ENVI_FX_EXAMPLEBASED_DOIT

This procedure automates the Example Based Feature Extraction workflow, using an imported training data file (.shp).

Based on the segmentation options that you specify, ENVI will compute spatial, spectral, and texture attributes and will generate the following optional images: segmentation, attribute, rule confidence, and classification.

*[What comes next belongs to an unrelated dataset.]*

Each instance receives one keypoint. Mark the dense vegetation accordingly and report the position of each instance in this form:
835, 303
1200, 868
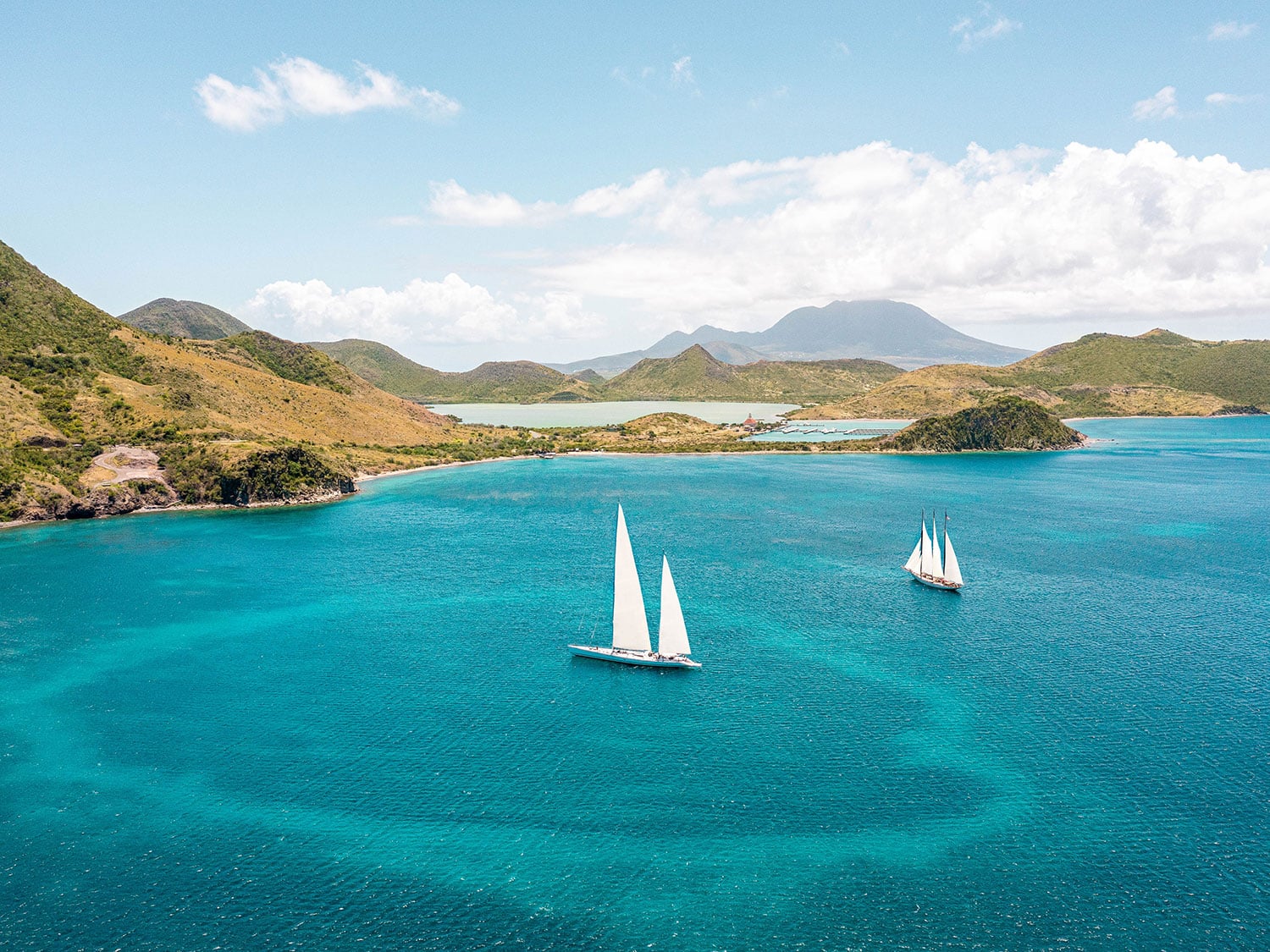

You must have an ENVI Feature Extraction license in order to use this routine.

Syntax

ENVI_DOIT, 'ENVI_FX_EXAMPLEBASED_DOIT' [, A_FID=array] [, A_POS=array] [, /ALLOW_UNCLASSIFIED] [, ATTRIBUTE_RASTER_FILENAME=string] [, BR_BANDS=array] [, CLASSIFICATION_RASTER_FILENAME=string] [, CLASSIFICATION_THRESHOLD=floating point] [, CLASSIFY_ALGORITHM=string] [, CONFIDENCE_RASTER_IMAGE=string] [, CS_BANDS=array] [, DEGREE=integer] [, DIMS=array] [, /DO_AUTO_ATTRIBUTE] [, /DO_MERGE] [, EXAMPLE_VECTOR_FILENAME=string] [, /EXPORT_VECTOR_ATTRIBUTES], FID=file ID [, /INVERSE_MASK] [, KERNEL_BIAS=floating point] [, KERNEL_GAMMA=floating point] [, KERNEL_SIZE=long integer] [, KNN_NEIGHBORS=integer] [, KERNEL_TYPE=string] [, M_FID=file ID][, MERGE_ALGORITHM=string] [ , MERGE_BANDS=array] [, MERGE_LEVEL=floating point] [, PENALTY=floating point] [, POS=array] [, R_FID=variable] [, REPORT_FILENAME=string] [, SCALE_LEVEL=floating point] [, SEGMENT_ALGORITHM=string], SEGMENTATION_RASTER_FILENAME=string [, SEGMENT_BANDS=array] [, VECTOR_FILENAME=string]

Keywords

A_FID (optional)

Set this keyword to an array of file IDs for ancillary data files. Use this keyword in conjunction with the A_POS keyword. The number of elements of A_FID must equal the number of elements of A_POS.

A_POS (optional)

Set this keyword to an array of long integers representing band numbers to process in the ancillary data files. Use this keyword in conjunction with the A_FID keyword. Specify bands starting with zero (Band 1 = 0, Band 2 = 1, etc.)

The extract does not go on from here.